COMMENTARY: The FTC’s Big Tech tunnel vision leaves consumers at risk
July 27, 2024 - 9:00 pm
The Federal Trade Commission chair, Lina Khan, staked her agenda on breaking up Big Tech. Three years later, there’s little to show for it.
Khan still has a chance to recalibrate her priorities and deliver meaningful reforms for consumers, such as cracking down on fraudsters and scammers. But doing so will mean coming to terms with a reality of today’s consumer environment that Khan has been unwilling to recognize: Americans are happy with their tech products.
Khan took the reins at the FTC in 2021, promising to crack down on the world’s biggest tech companies. In Khan’s eyes, the FTC had become a weak cop on antitrust. That was all, supposedly, about to change with a new sheriff in town.
But the role of a sheriff isn’t to write the laws; it’s to enforce the laws on the books. Lacking legal evidence of wrongdoing, Khan saw her plans fall apart.
Under Khan, the FTC has weathered a string of losses in Big Tech cases short on evidence. A federal judge rejected the FTC’s attempt last year to block Microsoft’s acquisition of Activision Blizzard, saying the agency failed to prove the deal would reduce competition and harm consumers. A few months earlier, the agency lost its suit against Meta concerning its acquisition of Within, a virtual reality startup. The only tech merger that the FTC successfully blocked was between two biotech companies, neither of which is a household name.
According to a recent survey of antitrust law professors, the FTC’s case against Amazon is rife with legal infirmities, earning it the dubious distinction as the “weakest” of all the major Big Tech competition cases.

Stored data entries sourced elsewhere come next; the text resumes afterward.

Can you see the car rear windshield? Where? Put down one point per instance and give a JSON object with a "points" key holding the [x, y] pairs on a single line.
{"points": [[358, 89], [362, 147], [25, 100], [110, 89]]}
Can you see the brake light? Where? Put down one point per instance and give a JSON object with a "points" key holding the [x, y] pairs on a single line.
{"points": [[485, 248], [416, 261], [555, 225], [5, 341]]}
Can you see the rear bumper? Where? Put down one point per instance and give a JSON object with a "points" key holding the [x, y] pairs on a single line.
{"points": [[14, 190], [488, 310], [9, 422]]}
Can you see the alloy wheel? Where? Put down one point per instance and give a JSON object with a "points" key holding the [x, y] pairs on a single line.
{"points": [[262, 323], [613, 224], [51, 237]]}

So why is the FTC doubling down on a losing strategy? Khan’s theory is that even losing courtroom battles will help win her war on tech. In Khan’s view, it’s necessary to bring tech companies to court — win or lose — to push Congress for new antitrust laws that can be used against the industry.

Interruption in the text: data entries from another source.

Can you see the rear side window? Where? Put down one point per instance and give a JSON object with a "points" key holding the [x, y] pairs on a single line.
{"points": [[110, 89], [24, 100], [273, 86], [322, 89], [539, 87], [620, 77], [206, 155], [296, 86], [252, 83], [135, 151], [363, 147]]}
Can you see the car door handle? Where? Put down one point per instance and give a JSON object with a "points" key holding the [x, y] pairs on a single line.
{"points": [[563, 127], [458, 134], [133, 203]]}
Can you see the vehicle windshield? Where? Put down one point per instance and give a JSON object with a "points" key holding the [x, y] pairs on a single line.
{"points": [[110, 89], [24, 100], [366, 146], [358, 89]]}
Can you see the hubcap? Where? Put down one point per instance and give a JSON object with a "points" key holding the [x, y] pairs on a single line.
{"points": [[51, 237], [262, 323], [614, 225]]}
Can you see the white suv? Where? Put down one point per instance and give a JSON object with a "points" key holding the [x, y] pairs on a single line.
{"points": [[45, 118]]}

At the end of the day, it’s consumers who lose the most in this kind of scenario.
A scan of all the federal agencies ranked by spending budget shows that the FTC lands right below the Peace Corps and above the Gulf Coast Ecosystem Restoration Council. It’s not an agency with cash to burn, but as Khan told The New York Times in an interview about her tech losses, “We’re definitely focusing our resources on litigating.”
Outside the courtroom, the FTC is burning even more of its limited resources in an effort to expand its authority over the tech industry. As if its failing lawsuits weren’t enough, the FTC recently announced investigations into more leading tech companies, including OpenAI and Microsoft.
However, tech antitrust enforcement is just one element of the FTC’s consumer protection mission.
Khan’s focus on Big Tech leaves the FTC with fewer resources to pursue fraudsters and scammers who inflict serious, unquestionable harm on consumers. A quick review of the FTC’s Annual Performance Report for 2023 shows that identity theft and investment scams are on the rise. Still, the FTC delivered fewer consumer refunds, collaborated less with state authorities and issued fewer consumer protection reports last year.
And when it comes to defending consumers, the most significant pain point in America is food prices. The food growing, processing and packing industries are rife with anti-competitive practices, such as the consolidation of meatpacking and the monopolization of tractors. These practices objectively hurt American families’ bottom line. But instead of prioritizing those issues, the FTC spent months litigating the internal org chart of a fitness app with fewer subscribers than the First Cat’s unofficial Instagram.
Rather than focusing on grandiose litigation and resource-intensive initiatives, the FTC can deliver actual consumer protection by going after everyday scammers.
Adam Kovacevich is a tech policy strategist in Washington. He wrote this for InsideSources.com.